I waited until after the last message before saying, "I really don’t like this.”
Pintana pointed toward the machine. ”Anything on there you want to tell me about?”
”Nothing you haven’t already heard.”
She put away her pad and pen. ”Leave the tape as is. I’ll get a forensics team over here, although”—Pintana glanced around the living and dining areas—”nothing looks wrong to me.”
”And Dujong’s car is gone, too, so given the security you saw at the gate, I’m guessing our friend waited until she was somewhere outside the club, where his taking her wouldn’t be noticed.”
”His?”
”I don’t see any of the women I’ve met so far being this...”
”Elaborate?” said Pintana.
”As good a label as any.”
”But still no idea on who might have taken Ms. Dujong?”
”Or where, for that matter.”
Lourdes Pintana started for the door. ”After we give back this key, I’ll drive you to O’Hara’s.”
”I’m not much in the mood for music anymore.”
A shake of her head, the honey-colored hair whisking her shoulders. ”Maybe you really do have that concussion.”
”Sorry?”
”I meant that I’d give you a lift so you could pick up your
car.”
”Oh.”
Pintana pulled her unmarked sedan into the open space in front of my Achieva on Las Olas Boulevard. ”The least I could do.”
”After setting me up in there?”
I thought she’d keep her eyes forward until I got out, but her head turned to me now. ”I didn’t intend it as a setup originally.”
”Just after you found Ford Walton’s body.”
Pintana turned back to her windshield. ”A suggestion?”
”What?”
”Get somebody to teach you how to recognize a compliment.”
I closed my eyes, realized how tired I was. ”Under other circumstances, I might be able to learn it from you.”
Lourdes Pintana’s voice said, ”God didn’t give me that kind of patience.”
TWENTY
I woke up Friday morning at five-thirty, as though my body was punishing itself. Lying under and on the sheets made clammy by my own sweat and the hotel room’s recycled air, I had a strobe memory of the dream I’d been having.
The churning sea again, the body sinking through the water below me, the dark hair billowing upward. But this time, when I finally dived down far enough to grasp the hair, the face that tipped upward belonged not to Nancy, but Malinda Dujong.
Which at least gave me a reason to get out of my bed and on with the day.
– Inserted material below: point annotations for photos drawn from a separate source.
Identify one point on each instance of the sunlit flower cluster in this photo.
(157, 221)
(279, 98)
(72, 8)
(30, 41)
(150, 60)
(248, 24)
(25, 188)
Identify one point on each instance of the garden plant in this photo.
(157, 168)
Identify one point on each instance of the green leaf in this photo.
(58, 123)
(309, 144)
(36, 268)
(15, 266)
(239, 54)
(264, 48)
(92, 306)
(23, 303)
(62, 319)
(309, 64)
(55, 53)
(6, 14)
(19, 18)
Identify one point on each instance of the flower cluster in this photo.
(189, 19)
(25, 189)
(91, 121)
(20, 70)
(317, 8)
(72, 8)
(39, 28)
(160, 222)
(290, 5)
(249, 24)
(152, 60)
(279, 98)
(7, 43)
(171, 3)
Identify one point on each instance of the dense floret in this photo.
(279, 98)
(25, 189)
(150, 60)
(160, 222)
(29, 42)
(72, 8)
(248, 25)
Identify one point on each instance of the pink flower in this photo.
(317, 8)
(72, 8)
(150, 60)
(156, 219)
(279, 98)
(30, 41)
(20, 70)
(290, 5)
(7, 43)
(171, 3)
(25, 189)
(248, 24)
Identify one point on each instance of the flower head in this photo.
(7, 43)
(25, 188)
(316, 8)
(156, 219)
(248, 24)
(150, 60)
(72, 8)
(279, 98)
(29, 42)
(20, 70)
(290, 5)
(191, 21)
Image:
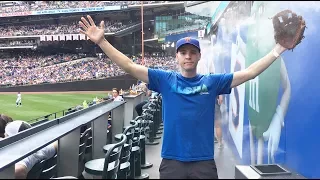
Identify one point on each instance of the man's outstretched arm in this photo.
(257, 67)
(96, 35)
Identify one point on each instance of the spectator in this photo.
(4, 120)
(24, 166)
(116, 96)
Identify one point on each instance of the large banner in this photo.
(273, 118)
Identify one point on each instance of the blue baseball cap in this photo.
(187, 40)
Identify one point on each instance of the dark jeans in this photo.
(139, 107)
(172, 169)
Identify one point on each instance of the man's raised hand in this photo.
(96, 34)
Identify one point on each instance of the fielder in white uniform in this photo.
(18, 101)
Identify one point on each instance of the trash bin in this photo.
(265, 171)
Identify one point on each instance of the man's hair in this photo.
(4, 120)
(16, 127)
(115, 90)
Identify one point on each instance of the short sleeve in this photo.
(224, 83)
(158, 79)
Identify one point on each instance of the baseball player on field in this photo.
(18, 101)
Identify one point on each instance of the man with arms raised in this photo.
(189, 100)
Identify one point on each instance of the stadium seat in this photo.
(107, 167)
(45, 169)
(125, 165)
(82, 150)
(135, 158)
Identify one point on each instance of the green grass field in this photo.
(37, 105)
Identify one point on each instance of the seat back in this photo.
(44, 169)
(83, 144)
(112, 159)
(50, 168)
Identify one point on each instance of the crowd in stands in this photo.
(53, 69)
(21, 6)
(23, 42)
(50, 29)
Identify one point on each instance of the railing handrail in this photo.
(44, 134)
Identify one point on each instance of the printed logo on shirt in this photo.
(202, 89)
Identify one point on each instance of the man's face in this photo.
(114, 93)
(188, 57)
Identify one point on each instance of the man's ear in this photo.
(199, 57)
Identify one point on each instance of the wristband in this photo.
(275, 53)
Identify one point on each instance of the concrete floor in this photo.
(224, 160)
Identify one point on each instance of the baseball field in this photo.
(37, 104)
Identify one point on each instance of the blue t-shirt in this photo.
(188, 112)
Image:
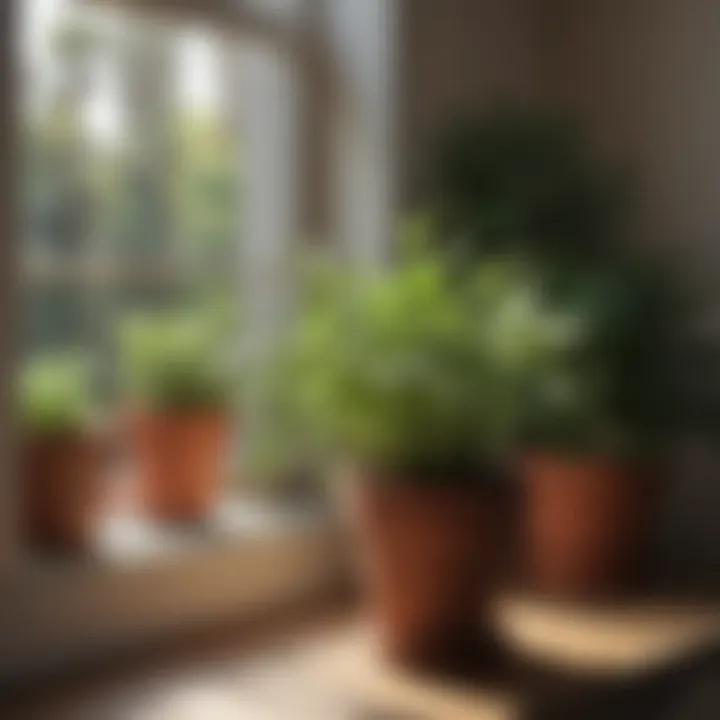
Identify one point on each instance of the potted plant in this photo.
(392, 375)
(598, 395)
(180, 394)
(61, 455)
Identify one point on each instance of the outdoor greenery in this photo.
(55, 396)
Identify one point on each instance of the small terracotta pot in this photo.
(61, 491)
(428, 561)
(585, 523)
(178, 458)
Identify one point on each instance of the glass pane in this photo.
(131, 206)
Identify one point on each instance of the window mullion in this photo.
(9, 284)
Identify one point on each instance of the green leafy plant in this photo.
(177, 359)
(403, 370)
(55, 395)
(605, 384)
(523, 180)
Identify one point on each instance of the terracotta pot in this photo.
(585, 522)
(61, 491)
(428, 560)
(178, 459)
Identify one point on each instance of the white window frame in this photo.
(52, 615)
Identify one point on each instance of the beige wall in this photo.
(456, 55)
(645, 77)
(645, 74)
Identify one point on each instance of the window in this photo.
(71, 268)
(135, 186)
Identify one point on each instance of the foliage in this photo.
(522, 180)
(177, 359)
(55, 395)
(403, 370)
(605, 384)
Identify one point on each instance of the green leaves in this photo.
(176, 359)
(402, 369)
(55, 395)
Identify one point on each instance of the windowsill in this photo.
(146, 580)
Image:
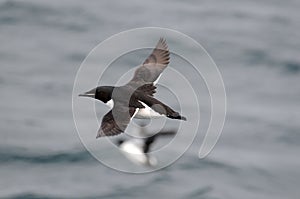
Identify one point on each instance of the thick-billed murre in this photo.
(135, 99)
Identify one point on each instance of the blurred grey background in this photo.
(255, 45)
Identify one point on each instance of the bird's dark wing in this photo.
(116, 120)
(153, 66)
(150, 140)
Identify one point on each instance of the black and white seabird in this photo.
(135, 99)
(137, 150)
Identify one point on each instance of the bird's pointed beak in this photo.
(90, 93)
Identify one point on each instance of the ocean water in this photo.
(256, 47)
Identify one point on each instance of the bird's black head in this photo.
(102, 93)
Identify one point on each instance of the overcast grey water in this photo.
(256, 46)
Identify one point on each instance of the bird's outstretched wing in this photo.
(116, 120)
(150, 140)
(153, 66)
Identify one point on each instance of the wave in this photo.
(11, 157)
(194, 163)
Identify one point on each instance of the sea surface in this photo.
(255, 45)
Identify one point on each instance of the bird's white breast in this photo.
(134, 152)
(146, 112)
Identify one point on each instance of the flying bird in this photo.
(136, 98)
(137, 149)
The fleet of parked cars had returned to Spi and Jeanette Held’s house. When I pressed the button at the front door, though, no one came to answer it, despite the song chords chiming inside.
After two more tries, I walked around the side of the house to see if I could raise anyone at the sliding glass doors to the kitchen. Once I came in sight of the pool, though, I spotted Buford Biggs, apparently asleep on a lounge chair. He wore a sweatshirt and sweatpants, reminding me of David Helides.
Except for being out in the morning air.
As my shoes hit the tiles of the pool apron, Biggs opened his eyes. When I reached him, he closed them again, a sour smile curdling his lips.
”Didn’t see you at the slaughter last night, babe.”
I said, ”The slaughter?”
”Our gig at that place you caught us doing the sound check.”
There was a patio chair close enough that I didn’t have to move it. Sitting down, I said, ”Things didn’t go well.”
”‘Well’? Babe, thirty years ago, we would of got lynched, white boys included.”
”What happened?”
”What didn’t?” The eyes moved under his closed lids, like a dog dreaming fitfully. ”Even after Ricky talk with the houseman, the mikes and the P.A. system for the audience still all fucked up. And it didn’t help none that Spi figured he needed a toot on the drive over, Gordo not letting any of the lines go to waste.” Biggs moved his head slowly, left-right-left. ”The groups that come back, they don’t do that nose shit no more. Their drug of choice be golf now.” His head stopped moving. ”And then Spi start ragging on the crowd, chase most of them out before we could do a second set.”
”That go any better?”
”Some, but not enough.” A sigh.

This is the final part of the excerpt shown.